Composition and structure
The published Shalimar pyramid lists bergamot and lemon at the top, a heart of rose, jasmine and iris, and a base of vanilla (ethyl vanillin), opoponax, tonka bean, sandalwood, benzoin, labdanum, leather and civet. The base accounts for the majority of the perceived sillage and longevity, with the citrus opening serving as a short bright preamble before the warm balsamic core takes over within 20 to 30 minutes.
The civet note, originally a natural animal secretion, has been replaced by synthetic civetone analogues since the 1990s, both for ethical and regulatory reasons. This substitution is widely documented as the single most consequential reformulation of the composition, alongside the IFRA-driven reductions in oakmoss and natural musks (Basenotes, accessed 2026-05-29).
Concentrations and reformulations
Shalimar has been issued continuously in Eau de Cologne, Eau de Toilette, Eau de Parfum and Parfum Extrait.

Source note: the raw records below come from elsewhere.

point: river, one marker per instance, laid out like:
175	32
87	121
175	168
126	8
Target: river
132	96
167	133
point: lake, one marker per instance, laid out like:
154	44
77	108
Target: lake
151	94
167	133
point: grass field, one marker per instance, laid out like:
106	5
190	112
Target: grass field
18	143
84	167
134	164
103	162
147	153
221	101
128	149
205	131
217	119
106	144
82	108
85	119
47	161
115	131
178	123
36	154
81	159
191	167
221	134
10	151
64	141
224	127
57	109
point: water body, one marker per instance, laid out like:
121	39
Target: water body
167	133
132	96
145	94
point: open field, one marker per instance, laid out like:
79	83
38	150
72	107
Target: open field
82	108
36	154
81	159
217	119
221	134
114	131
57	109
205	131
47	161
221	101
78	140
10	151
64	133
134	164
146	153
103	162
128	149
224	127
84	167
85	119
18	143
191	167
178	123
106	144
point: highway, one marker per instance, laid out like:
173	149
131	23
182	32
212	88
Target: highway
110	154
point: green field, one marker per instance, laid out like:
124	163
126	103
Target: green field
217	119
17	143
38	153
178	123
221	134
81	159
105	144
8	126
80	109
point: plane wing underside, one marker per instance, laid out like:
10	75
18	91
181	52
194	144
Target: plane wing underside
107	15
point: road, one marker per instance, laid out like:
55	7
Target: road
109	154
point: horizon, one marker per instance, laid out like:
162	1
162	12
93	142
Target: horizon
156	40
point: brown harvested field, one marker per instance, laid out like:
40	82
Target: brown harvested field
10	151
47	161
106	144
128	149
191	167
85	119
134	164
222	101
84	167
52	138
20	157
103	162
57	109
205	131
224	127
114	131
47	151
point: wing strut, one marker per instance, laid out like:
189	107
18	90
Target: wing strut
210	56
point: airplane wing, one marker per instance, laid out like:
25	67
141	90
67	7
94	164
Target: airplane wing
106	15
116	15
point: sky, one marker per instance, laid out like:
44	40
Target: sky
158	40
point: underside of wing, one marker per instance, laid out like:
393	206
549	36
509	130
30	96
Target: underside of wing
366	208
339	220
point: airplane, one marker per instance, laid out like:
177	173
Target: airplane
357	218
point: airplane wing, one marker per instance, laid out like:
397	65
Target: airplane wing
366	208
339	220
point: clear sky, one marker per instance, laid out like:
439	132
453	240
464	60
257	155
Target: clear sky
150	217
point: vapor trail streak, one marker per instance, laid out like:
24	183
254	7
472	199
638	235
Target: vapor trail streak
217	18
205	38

The Extrait, sold in 7.5 ml (0.25 oz) and 30 ml (1 oz) flacons, remains the reference for collectors and is the version most often used to assess how the composition has shifted across IFRA cycles. Subsequent reissues such as Shalimar Initial (2011) and Shalimar Souffle de Parfum (2014) extend the line into lighter daywear registers but do not modify the original formula.
Successive IFRA Standards have constrained the use of oakmoss, certain natural musks and several allergenic balsams. Each major IFRA revision since 1993 has triggered adjustments to the Shalimar base. Comparing a current Parfum Extrait to a 1980s sample is consequently the clearest way to perceive the cumulative effect of regulatory reformulation on a single composition.
Cultural imprint and legacy
Shalimar is one of a small group of compositions that defined the structural template of the oriental family. The 1925 vanilla-labdanum-civet axis was directly echoed by Habanita (1921 reformulated 1924), Tabu (1932), Youth Dew (1953), Opium (1977) and, in the niche era, by Ambre Sultan (1993) and Musc Ravageur (2000). Each of these compositions can be read as a variation on the Shalimar grammar.
The fragrance also remains commercially active a century after its launch, which is uncommon in fine fragrance. Its sustained presence in the Guerlain catalogue and its conservation by the Osmothèque make it one of the most studied reference points for any discussion of twentieth-century perfumery (Osmothèque, Fragrantica, accessed 2026-05-29).
Sources
- Fragrantica, brand and product entries for Guerlain Shalimar including launch year, concentrations and pyramid. Accessed 2026-05-29.
- Osmothèque, Versailles, conservatory reference collection containing the original Shalimar 1925 formula. Accessed 2026-05-29.
- Basenotes, editorial archive on Guerlain and historical reformulation timelines. Accessed 2026-05-29.
- Bois de Jasmin, Victoria Frolova, articles on Jicky, Shalimar and the Guerlinade accord. Accessed 2026-05-29.